6. IR Program Paused Participation & Program Disqualification
Your reputation and image are two of the pillars that grab an investor’s attention during the first few minutes of engagement. Often, an investor will decide if they are interested in investing in you during the first 15 mins of a conversation, and extra time with you is spent on diligence.
If you do not meet the requirements to be in the IR Program, i.e., incomplete deck and/or pitching skills need substantial improvement, we will ask that you return to your Founder Success Manager and work on these changes before we make introductions (and will potentially hold off on your guarantee period or pause it).
If paused, you can always return to IR once your Client Success Manager (CSM) re-approves you overcoming the milestone or deficit that investors want to see you accomplish to move forward in your deal, with the full backing of the IR Team.
Don’t be discouraged about the process.
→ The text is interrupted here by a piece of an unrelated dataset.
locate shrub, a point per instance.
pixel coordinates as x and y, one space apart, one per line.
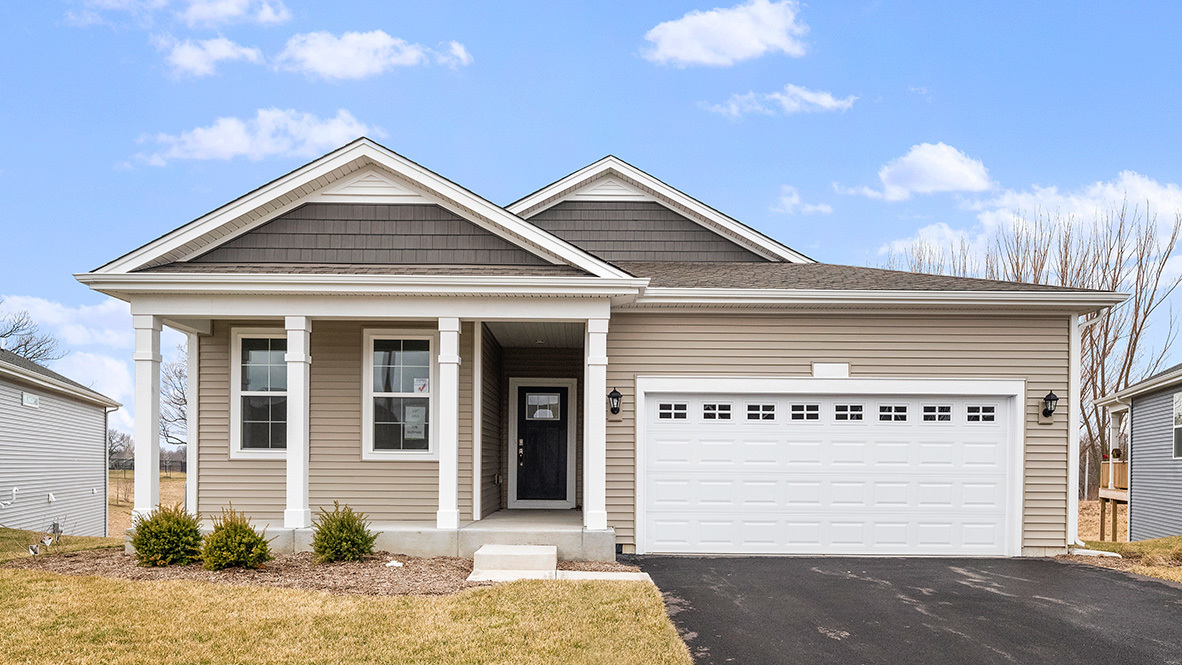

This level of diligence will benefit you and help position you even better to an investor when you are re-approved.
Program Pausing & Re-Activation
The following activities will lead to the IR Team pausing your participation in the IR Program and pausing your Guarantee period until you are re-approved for IR. If paused for the following, you’ll have the opportunity to unpause and continue after addressing any deficits:
- Low Presentation Quality: Poor investor presentation, an incomplete (non-confidential) data room, unsatisfactory pitch deck materials, inability to answer questions about your company, i.e., GTM strategy, 5-year projections, previous returns, etc.
- Non-Responsiveness. Not responding within 3 business days to: any email from the IR team to you, any investor introduced by IR, and any request for more information or additional diligence from an investor.
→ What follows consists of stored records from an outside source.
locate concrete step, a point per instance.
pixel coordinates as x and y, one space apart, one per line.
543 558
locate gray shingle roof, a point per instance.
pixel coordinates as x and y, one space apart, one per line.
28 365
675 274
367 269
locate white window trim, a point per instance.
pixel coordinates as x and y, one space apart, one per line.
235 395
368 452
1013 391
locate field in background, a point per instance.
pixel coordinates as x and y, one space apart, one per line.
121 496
- Missed Milestones & Pivots: Not hitting a projection or milestone as presented in your deck or roadmap. Any change of the business plan, i.e., pivoting the business strategy, changing the fundraising milestones (amount needed, round sizes, pausing fundraising at any point, closing a round of funding, and pivoting company direction).
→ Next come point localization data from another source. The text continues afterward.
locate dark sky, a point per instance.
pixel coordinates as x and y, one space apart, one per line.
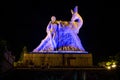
23 23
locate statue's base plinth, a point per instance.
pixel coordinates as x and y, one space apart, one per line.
57 59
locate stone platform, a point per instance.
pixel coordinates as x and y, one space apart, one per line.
56 59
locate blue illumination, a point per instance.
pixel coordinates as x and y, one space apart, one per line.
62 35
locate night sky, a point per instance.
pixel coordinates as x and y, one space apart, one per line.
24 22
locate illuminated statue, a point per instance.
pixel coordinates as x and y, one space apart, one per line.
62 35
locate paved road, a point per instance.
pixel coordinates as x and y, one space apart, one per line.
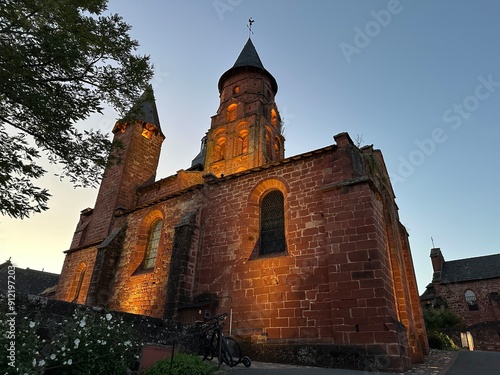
465 363
475 363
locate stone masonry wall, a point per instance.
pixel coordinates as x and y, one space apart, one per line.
489 307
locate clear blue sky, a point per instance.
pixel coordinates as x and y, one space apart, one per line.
419 80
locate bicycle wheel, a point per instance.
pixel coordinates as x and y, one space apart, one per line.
205 349
233 351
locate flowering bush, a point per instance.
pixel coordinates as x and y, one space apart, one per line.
85 344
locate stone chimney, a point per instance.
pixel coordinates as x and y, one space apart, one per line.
437 263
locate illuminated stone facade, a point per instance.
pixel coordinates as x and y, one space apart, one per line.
304 250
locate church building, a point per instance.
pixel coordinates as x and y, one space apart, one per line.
302 252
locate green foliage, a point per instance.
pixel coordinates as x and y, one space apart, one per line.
183 364
61 61
441 341
441 318
97 343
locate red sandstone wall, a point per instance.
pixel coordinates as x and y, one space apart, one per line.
68 282
144 292
454 293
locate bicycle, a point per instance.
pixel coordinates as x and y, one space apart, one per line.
213 343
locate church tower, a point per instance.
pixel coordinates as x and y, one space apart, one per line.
139 142
246 131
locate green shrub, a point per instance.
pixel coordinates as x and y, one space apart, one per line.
183 364
87 343
441 341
Program Disqualification & Removal
Any of the following conduct is grounds for disqualification of any guarantee and up to removal from the IR Program; and may include full removal from the Accelerator Program depending on the severity of the behavior as decided by the Founder Success Team:
- Conduct Not in Line With Our Core Values – including any aggressive, manipulative, blackmail, or unprofessional behavior to also include any form of harassment toward any investor, member of our team, or any member of our network.This additionally includes:
- Deception. Discovery of fabricated data or potential securities fraud by the Member, by any member of our team or the network.
- Criminal Activity. Any criminal felony or fraud charge of the Member’s founder or cofounders, or the company itself.
- Declining Meetings. You may not decline any investor introductions at any point of time except wherein the meeting is within 48 hours (i.e. less than 48 hour notice on our end).
- No shows. You may not miss any meetings set up by our team that you have been invited to and accepted without a 24 hour notice of reschedule. We understand everyone is busy, and emergency situations happen. We simply ask for open communication so we can adequately respond in these situations and have your back.
- Ghosting Newchip IR. Not responding to Newchip outreach within the span of 14 business days. This is important as we may require critical information to make an investor introduction.
- Ghosting an Investor. Not responding to an investor introduction within a span of 7 business days.
The most critical part of the experience is RESPECT for the IR Team and our Investors. If you disrespect or mistreat any member of our team or an investor, you will not pass go, you will not collect $200 as they say in Monopoly- instead, you will be kicked out of the accelerator program.
These program requirements are part of our graduation requirements and you understand they are designed to best position you for success with our investor network.
Our goal is to provide clarity and transparency to the code of conduct and other guidelines from the Member Contract as it pertains to the function of the Investor Relations Team and your relationship with it and our investor network.